Govt appoints ex-minister as commissioner

Govt appoints ex-minister as commissioner
, 4 June 2010

The government has appointed former justice and human rights minister Andi Mattalatta as its representative on PT Freeport Indonesia's board of commissioners, a measure that is hoped to improve communication between the state and the Papua-based company.

"We have submitted the name to Freeport and it will be announced at a shareholders meeting on June, 9," said secretary to the state enterprises minister Said Didu on Thursday.

Said refused to name the government representative, but a source in the ministry who requested anonymity confirmed that the former minister for the 2004-2009 period would become a commissioner at the subsidiary of the world's largest copper and gold producer Freeport McMoran. "Andi is appointed for his experience in legal matters," the source said.

State-Owned Enterprises Minister Mustafa Abubakar said earlier this year that a government representative was necessary to fix "a communication gap" between the government and the company.

Said said the government representative would unveil s shroud of mystery surrounding the company's operations and serve as the government's voice inside the company.

"Usually, we just receive its payment obligations and never know anything about the business process," he said.

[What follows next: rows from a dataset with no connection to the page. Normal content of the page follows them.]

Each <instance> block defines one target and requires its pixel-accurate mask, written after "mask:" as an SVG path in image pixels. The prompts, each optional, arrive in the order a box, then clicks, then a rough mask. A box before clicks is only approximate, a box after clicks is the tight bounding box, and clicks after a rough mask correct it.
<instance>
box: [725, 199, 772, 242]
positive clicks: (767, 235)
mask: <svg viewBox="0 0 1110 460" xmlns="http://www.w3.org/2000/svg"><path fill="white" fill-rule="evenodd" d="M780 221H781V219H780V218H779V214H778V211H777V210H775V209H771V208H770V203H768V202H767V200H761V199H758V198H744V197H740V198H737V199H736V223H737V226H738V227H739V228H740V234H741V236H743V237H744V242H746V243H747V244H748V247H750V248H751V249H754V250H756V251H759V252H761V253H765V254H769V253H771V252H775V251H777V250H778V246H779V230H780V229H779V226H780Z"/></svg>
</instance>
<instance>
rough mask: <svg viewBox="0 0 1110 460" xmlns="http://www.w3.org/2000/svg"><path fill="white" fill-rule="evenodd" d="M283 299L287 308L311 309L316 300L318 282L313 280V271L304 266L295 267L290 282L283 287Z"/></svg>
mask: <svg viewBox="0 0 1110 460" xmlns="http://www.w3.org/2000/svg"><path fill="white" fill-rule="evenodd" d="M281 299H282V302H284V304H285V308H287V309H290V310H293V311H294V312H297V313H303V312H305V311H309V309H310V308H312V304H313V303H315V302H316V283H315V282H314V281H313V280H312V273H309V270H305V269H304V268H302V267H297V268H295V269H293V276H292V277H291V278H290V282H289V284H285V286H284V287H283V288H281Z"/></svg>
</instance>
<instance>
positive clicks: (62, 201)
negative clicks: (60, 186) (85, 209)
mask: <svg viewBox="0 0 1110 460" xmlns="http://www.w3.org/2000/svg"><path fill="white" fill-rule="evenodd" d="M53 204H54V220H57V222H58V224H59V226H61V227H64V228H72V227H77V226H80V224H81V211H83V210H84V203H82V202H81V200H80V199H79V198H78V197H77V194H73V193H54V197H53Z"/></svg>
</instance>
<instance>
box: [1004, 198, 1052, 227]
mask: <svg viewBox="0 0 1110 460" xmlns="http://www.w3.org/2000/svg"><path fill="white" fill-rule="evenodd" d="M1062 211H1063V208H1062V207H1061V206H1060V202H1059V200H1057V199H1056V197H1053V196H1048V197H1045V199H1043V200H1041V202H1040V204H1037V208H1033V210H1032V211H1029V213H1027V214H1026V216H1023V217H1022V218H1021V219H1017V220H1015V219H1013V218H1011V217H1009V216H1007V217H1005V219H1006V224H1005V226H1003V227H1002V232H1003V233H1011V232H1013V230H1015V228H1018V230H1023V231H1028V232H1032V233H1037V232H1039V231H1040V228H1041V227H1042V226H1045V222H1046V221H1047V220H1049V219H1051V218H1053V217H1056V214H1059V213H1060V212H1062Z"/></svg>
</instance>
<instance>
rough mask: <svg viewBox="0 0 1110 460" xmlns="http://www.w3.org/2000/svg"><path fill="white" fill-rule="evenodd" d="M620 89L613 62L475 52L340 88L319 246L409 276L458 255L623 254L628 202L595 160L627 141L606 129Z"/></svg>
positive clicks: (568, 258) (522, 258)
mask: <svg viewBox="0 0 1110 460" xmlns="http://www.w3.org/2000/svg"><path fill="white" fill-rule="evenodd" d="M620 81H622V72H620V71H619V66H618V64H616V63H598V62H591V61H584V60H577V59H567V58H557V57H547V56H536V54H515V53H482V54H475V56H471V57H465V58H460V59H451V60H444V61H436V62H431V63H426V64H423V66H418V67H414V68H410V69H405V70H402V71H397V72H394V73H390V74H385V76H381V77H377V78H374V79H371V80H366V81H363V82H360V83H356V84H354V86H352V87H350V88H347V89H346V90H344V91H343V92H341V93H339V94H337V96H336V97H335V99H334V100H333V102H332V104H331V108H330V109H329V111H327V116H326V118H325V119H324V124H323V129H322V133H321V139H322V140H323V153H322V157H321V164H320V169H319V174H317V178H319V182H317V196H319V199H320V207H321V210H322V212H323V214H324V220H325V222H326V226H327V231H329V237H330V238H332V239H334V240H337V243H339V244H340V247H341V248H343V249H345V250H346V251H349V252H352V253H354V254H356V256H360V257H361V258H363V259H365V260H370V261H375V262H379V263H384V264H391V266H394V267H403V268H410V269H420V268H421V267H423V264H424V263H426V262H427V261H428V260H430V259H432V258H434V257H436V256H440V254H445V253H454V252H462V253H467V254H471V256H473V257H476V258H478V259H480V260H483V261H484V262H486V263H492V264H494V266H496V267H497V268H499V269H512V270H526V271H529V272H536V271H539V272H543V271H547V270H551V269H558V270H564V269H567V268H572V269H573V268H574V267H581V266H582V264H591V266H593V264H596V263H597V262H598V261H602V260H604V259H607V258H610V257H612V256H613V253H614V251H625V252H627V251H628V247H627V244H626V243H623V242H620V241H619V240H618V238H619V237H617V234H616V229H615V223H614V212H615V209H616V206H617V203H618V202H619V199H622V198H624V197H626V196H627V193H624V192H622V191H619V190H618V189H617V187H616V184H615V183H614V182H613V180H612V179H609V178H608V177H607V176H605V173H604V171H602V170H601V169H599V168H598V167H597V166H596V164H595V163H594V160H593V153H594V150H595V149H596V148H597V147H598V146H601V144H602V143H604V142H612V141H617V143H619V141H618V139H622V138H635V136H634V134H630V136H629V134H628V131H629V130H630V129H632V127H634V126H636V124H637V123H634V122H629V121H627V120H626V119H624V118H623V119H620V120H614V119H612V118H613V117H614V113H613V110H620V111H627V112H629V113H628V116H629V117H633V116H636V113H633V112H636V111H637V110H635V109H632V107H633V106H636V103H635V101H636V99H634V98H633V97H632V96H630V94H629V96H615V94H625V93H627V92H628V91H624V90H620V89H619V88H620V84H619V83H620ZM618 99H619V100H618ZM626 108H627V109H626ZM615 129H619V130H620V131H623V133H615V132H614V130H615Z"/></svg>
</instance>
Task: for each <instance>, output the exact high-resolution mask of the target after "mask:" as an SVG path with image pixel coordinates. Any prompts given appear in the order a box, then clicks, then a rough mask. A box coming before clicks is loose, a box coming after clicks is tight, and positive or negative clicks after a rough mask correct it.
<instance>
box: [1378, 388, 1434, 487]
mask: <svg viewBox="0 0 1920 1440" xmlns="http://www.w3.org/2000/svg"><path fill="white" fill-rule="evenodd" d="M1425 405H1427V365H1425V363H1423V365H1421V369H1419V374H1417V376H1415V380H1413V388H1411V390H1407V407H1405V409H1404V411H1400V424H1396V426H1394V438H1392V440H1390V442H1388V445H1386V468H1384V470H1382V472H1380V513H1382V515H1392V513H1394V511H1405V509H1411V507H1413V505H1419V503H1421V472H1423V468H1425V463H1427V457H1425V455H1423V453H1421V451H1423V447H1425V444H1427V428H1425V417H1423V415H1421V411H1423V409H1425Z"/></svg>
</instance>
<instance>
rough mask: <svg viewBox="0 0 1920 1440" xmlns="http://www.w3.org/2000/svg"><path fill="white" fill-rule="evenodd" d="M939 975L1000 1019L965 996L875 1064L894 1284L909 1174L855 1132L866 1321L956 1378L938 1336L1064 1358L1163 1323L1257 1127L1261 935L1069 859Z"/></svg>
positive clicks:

In a statement sent to The Jakarta Post on Thursday, Freeport Indonesia said it would be pleased to receive Andi as the first-ever government-appointed commissioner on its board.

"Pak Andi Mattalatta has extensive experience in governmental affairs in Indonesia and expertise in law. It is our intention for PT Freeport Indonesia to maintain its strong performance and continue to be a major contributor to the Indonesian economy," the statement said.

Said said Freeport had been generous in offering up such a strategic position at the company to a state-appointed commissioner. "To tell you the truth, our stake is not big enough to occupy the position. We have to appreciate this as an effort by Freeport to be more transparent," he said.

Currently, Freeport-McMoran holds an 81.28 percent stake in the company, and PT Indocopper Investama and the government both hold 9.36 percent stakes each. Indocopper is entirely owned by Freeport. In the first quarter of this year, Freeport paid US$265 million in financial obligations to the government, comprising $92 million in corporate income tax, $31 million in employee income tax, regional taxes and other taxes and $67 million in royalties and $75 million in government dividends.